Thank you for making me aware of this! I will have to investigate this myself to see how this works. Do you know of any other use cases for truncated BigInt roots?

This would have ramifications for the rest of the proposal, so I might punt BigInt sqrt to a future proposal while we gather more data. Hopefully the Committee will have more stomach for BigInt sqrt if it accepts this initial minimal proposal.

@js-choi , I cannot single out other examples for sqrt, but I think, sqrt is definitly useful, although, it could be that more general floor(nthRoot(a, n)) is needed.

Btw, this library needs
gcd, bitLength, sqrt, modPow(this one for smal integers), and modInverse

Truncation is the only option with reasonable mathematical properties for BigInt sqrt, and it matches how BigInt division works. It always gives an exact integral answer that's mathematically the most useful and all implementations can agree on. I'm not sure what the controversy here is. Other alternatives such as trying to match the IEEE double rounding errors in Math.cbrt(131329**3-1) don't make sense — the whole point of using BigInts is avoiding such unpredictable or implementation-defined behavior.

Yeah, gcd and such would be useful.

@waldemarhorwat: As of right now, BigInt sqrt etc. have been removed due to lack of definite use cases, but some developers seem to think they might be useful, so I’m trying to figure out how with the TC39 Research Incubator Group.

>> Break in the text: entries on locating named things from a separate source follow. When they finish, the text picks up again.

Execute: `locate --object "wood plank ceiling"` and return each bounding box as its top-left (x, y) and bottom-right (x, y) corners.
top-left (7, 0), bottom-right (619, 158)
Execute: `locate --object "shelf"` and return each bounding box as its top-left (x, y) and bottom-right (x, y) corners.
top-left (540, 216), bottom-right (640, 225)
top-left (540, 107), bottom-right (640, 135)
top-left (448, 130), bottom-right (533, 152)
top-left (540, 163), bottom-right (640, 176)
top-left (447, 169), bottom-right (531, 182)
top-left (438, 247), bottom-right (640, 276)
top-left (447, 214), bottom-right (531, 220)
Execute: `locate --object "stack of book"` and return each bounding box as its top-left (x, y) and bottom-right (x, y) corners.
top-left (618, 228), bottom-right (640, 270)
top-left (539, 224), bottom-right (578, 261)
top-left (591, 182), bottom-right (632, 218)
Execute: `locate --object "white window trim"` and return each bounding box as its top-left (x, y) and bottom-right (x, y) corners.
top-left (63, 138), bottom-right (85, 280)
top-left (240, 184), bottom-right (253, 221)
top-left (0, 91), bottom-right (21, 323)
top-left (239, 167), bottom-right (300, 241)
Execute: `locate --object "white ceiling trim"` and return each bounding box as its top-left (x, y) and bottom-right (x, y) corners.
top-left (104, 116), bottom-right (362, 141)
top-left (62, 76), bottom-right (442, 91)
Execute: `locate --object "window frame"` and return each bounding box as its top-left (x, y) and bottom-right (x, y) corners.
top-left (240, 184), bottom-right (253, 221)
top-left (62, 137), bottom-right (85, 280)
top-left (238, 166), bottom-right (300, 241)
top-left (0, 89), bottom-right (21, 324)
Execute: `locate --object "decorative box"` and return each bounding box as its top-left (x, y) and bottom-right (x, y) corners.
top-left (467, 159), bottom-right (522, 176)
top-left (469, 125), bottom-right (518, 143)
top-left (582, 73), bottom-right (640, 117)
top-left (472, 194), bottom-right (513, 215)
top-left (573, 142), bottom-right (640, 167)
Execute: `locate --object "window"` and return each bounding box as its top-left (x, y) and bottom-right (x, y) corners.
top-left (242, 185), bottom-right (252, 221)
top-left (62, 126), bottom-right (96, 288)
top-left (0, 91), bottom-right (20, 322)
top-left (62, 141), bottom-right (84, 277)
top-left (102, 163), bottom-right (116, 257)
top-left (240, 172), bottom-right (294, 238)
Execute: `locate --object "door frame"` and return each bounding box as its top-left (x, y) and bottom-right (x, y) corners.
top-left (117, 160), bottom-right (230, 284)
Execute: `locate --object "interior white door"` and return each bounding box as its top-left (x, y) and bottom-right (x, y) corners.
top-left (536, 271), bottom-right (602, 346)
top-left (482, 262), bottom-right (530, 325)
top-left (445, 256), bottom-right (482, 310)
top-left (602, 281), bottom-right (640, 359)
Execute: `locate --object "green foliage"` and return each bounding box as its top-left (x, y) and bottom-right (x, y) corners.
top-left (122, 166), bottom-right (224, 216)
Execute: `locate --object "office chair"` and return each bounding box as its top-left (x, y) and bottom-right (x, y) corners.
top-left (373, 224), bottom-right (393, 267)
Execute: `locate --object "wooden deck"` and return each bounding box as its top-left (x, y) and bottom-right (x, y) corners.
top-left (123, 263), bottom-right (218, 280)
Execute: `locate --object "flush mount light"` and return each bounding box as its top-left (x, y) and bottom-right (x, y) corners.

The proposal’s current vision is to punt wholly new methods like Math.gcd or modPow to future proposals. This proposal is currently focusing on creating a precedent for such future proposals, with a minimal set of definitely useful type overloads of certain existing Math methods. So the vision is: We start with overloading Math.min, max, sign, and abs, and once that advances we make a Math.gcd/modPow/etc. proposals, each of which would handle both Numbers and BigInts.

Feedback on this vision would be welcome in #13 and #14!